Lo llevé hasta el cuarto del niño, que se movía de un lado a otro, agitado, exhausto por el cansancio pero incapaz de conciliar el sueño. El Hombre Santo se inclinó sobre su cuna, como tantas veces le vi hacer después al cabo de los años. Su figura, su noble perfil aguileño se recortó en la penumbra.
«¿Qué pasa, precioso? ¿Qué te atormenta? Eres demasiado pequeño para tanta preocupación.»
Le acarició la frente, le pasó la mano ante los ojitos llenos de fuego.

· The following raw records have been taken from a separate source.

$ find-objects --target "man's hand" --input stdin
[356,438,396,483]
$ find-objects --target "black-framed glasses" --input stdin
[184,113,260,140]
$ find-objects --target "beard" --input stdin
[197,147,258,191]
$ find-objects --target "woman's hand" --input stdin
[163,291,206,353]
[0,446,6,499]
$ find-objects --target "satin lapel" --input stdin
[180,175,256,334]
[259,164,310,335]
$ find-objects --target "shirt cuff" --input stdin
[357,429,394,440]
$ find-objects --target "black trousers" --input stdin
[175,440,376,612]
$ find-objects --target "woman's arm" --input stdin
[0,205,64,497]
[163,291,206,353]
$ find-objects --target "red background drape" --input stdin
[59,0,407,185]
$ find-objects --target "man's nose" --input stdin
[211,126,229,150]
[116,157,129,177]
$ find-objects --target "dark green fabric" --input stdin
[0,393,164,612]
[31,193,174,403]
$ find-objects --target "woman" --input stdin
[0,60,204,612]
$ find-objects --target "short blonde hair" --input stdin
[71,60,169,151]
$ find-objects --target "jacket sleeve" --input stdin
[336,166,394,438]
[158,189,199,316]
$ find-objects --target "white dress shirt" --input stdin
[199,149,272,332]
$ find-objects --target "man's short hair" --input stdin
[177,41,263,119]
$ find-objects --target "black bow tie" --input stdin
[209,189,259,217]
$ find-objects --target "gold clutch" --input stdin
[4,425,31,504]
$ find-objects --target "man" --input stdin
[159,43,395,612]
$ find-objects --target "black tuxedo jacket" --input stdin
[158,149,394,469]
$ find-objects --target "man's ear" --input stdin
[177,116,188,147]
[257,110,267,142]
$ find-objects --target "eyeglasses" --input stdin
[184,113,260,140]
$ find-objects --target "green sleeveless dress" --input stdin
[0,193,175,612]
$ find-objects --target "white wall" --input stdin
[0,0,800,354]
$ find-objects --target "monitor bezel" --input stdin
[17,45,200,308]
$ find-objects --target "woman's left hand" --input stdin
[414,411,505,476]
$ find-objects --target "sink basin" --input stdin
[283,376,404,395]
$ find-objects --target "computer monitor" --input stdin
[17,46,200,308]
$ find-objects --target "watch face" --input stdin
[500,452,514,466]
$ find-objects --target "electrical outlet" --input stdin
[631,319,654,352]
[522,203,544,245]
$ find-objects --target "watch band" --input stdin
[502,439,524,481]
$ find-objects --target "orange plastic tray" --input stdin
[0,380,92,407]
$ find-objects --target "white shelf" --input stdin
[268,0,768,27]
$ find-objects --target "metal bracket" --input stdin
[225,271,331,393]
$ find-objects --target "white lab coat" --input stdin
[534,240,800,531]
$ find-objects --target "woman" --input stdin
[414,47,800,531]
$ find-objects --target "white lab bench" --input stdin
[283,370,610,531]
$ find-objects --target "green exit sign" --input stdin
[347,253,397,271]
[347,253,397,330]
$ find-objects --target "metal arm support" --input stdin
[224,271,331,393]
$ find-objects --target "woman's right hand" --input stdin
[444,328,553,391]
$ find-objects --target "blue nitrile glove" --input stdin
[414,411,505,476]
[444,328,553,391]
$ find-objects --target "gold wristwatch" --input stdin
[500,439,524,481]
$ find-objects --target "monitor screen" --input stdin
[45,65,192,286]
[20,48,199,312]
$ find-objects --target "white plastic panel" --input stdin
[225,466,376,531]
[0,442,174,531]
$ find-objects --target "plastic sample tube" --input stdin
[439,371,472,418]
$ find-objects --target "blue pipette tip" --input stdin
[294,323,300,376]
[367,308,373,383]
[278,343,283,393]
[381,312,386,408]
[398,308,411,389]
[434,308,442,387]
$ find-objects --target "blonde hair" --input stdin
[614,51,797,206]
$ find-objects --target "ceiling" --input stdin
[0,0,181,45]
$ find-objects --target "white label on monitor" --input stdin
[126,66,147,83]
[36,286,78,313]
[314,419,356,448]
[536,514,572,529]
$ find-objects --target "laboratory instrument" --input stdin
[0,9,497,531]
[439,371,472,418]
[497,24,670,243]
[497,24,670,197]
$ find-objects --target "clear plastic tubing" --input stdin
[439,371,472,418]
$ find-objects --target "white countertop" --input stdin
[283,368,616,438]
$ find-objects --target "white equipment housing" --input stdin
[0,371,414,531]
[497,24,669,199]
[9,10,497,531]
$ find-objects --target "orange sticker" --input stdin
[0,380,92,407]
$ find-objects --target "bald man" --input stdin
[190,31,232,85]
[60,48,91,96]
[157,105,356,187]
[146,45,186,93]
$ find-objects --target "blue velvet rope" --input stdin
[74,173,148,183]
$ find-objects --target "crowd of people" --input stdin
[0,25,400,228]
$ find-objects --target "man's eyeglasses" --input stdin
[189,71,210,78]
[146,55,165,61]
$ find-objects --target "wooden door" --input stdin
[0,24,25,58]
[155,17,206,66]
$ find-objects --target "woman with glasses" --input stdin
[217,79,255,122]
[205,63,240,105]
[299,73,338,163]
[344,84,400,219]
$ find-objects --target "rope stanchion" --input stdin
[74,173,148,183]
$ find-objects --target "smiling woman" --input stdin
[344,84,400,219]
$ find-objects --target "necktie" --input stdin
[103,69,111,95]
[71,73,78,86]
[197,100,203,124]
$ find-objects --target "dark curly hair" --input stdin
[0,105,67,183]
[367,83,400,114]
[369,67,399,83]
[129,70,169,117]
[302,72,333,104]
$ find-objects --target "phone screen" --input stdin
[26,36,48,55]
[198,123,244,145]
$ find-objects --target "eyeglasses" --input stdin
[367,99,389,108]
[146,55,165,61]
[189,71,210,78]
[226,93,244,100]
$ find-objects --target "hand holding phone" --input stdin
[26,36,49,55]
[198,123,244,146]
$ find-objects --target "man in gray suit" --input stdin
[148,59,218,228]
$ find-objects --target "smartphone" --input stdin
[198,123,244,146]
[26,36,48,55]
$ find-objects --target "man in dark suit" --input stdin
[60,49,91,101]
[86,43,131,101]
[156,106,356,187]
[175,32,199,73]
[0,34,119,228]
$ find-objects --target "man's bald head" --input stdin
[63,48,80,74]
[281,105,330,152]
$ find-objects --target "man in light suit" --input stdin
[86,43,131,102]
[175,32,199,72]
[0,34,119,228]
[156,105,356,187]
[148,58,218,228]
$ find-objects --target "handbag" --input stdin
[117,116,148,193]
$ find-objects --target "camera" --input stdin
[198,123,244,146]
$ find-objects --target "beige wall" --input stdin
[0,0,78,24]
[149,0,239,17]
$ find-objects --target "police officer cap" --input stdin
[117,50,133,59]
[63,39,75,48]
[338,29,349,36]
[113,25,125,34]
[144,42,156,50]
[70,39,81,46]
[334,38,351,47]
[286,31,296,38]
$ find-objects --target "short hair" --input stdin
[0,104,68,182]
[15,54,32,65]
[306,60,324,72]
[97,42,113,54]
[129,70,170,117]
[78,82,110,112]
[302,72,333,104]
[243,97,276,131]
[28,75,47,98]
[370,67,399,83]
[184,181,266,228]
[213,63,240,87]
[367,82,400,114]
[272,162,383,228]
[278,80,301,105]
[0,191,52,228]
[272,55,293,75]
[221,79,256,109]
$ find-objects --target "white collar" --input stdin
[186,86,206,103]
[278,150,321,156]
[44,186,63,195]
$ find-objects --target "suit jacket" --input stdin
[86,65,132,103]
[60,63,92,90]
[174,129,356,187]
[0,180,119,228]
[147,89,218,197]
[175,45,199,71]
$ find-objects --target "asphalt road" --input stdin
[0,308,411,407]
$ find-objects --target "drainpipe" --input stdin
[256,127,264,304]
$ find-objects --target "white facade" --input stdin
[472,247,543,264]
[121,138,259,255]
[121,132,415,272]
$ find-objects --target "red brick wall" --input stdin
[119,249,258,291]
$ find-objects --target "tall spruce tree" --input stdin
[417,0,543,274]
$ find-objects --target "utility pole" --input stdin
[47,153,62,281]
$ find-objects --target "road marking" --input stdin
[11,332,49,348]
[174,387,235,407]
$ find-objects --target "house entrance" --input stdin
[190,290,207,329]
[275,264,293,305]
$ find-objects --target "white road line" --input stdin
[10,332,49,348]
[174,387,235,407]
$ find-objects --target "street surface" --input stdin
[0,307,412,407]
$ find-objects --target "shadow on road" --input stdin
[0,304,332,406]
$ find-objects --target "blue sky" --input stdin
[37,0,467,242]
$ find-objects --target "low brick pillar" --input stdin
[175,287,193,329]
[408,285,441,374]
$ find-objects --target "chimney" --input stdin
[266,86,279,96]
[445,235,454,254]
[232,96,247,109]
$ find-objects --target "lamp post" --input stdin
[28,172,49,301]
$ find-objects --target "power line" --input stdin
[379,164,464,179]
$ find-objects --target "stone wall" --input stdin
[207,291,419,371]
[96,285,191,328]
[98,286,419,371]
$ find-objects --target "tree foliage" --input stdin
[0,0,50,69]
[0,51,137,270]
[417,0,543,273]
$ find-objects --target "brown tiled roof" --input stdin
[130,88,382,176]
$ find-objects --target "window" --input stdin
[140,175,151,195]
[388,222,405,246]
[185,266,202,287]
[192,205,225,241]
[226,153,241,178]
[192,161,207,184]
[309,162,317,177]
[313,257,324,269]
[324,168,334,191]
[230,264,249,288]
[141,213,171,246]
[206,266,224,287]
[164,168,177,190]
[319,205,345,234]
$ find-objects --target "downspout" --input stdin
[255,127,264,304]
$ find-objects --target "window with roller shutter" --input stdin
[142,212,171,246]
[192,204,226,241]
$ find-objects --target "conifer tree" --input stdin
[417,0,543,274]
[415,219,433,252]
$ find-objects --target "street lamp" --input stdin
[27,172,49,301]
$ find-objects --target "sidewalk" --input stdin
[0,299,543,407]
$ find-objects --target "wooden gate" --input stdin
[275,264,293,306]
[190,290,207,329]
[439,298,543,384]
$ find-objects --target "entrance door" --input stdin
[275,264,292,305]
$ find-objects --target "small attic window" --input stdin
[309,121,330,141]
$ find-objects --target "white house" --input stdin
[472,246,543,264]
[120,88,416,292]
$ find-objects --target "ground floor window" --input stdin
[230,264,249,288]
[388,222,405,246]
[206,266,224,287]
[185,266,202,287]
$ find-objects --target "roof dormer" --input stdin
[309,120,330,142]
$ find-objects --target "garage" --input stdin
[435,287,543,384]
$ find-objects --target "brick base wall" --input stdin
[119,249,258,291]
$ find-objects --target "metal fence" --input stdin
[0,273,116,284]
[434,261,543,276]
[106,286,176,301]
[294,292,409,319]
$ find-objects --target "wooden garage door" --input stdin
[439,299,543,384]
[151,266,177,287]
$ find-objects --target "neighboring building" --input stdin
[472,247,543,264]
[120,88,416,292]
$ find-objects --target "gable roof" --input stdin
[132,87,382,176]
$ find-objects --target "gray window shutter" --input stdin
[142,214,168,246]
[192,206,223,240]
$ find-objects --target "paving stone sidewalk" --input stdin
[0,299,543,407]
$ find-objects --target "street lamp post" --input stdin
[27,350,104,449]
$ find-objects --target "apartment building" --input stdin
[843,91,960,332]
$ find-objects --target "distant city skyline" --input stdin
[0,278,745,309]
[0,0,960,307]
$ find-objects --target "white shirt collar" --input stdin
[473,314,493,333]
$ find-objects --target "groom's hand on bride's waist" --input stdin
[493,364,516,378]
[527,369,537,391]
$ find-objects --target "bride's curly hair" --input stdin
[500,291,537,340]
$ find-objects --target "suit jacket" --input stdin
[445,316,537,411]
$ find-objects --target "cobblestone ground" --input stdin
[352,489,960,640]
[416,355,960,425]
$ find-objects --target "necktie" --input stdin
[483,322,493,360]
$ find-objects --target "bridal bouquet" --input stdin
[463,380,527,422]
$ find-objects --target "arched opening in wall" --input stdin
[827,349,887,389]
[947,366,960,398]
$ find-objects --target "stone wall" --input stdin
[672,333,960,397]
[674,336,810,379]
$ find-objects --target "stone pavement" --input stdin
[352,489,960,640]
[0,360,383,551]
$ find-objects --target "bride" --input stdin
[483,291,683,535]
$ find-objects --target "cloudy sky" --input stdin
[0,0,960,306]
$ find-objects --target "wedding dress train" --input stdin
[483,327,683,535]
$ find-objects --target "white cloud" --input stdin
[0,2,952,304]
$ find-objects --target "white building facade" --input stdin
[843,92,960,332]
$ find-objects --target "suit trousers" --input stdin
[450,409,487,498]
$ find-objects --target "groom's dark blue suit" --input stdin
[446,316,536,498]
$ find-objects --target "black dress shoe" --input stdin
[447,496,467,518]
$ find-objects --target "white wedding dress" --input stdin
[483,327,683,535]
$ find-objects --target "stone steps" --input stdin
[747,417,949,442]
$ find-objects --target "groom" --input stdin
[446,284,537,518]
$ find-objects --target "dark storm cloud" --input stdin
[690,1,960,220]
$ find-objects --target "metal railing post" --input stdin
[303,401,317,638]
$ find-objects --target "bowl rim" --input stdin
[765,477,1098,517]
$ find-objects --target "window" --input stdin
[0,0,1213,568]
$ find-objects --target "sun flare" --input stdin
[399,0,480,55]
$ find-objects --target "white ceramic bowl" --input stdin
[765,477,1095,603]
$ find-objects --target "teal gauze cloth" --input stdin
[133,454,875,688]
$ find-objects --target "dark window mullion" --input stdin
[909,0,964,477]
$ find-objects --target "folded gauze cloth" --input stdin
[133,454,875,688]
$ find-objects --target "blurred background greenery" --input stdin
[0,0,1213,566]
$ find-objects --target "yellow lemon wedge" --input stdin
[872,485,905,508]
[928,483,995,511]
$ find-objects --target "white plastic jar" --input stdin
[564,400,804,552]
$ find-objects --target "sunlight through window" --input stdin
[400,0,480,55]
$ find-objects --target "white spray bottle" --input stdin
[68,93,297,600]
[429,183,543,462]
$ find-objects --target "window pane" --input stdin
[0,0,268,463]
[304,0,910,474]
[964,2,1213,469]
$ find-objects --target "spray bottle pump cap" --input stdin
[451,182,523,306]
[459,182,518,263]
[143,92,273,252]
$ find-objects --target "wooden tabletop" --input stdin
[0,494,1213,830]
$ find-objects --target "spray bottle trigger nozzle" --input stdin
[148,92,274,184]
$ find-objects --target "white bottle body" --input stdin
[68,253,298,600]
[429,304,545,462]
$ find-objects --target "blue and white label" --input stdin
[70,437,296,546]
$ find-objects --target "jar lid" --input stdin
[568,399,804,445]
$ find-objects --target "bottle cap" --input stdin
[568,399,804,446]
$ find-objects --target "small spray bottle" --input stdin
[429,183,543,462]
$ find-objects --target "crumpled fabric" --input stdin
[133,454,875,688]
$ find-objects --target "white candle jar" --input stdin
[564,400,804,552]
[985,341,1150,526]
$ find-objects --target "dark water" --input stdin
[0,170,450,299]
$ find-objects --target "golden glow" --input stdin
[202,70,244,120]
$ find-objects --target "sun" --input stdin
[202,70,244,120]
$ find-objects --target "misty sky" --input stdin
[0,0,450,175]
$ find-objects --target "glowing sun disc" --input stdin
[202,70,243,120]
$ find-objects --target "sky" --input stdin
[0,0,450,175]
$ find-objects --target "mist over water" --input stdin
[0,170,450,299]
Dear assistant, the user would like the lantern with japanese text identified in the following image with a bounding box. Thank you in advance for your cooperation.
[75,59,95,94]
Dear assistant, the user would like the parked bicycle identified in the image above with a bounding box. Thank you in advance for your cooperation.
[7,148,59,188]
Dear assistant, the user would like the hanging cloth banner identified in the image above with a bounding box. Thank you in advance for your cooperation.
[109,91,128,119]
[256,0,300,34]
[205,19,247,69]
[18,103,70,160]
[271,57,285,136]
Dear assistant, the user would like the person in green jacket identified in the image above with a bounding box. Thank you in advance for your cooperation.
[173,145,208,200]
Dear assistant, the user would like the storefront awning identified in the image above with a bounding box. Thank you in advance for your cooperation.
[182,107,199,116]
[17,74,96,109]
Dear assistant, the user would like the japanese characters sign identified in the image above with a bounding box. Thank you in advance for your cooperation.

«Chiss, chiss», comenzó a tararear, o más bien a emitir sonidos graves, nasales y tranquilizadores, muy parecidos a los que le habíamos dedicado durante días sin éxito.
El niño fijó la mirada en el techo y entonces, ante mi estupefacción, cerró los ojos y emitió un suspiro antes de caer dormido.
«Duerme tú ahora —me dijo y me indicó el diván junto a la cuna—. Descansa. Te aguardan muchas peleas.»
Le obedecí, y solo recuerdo que me hizo el signo de la bendición desde la puerta y que desapareció antes de reclinarme y de dormir hasta que la niñera vino a despertarme.
Sí, la nuestra fue una historia de amor. Lo fue hasta su muerte, lo será hasta la mía. Pero no como se la han contado al mundo. No como el mundo la ha conocido.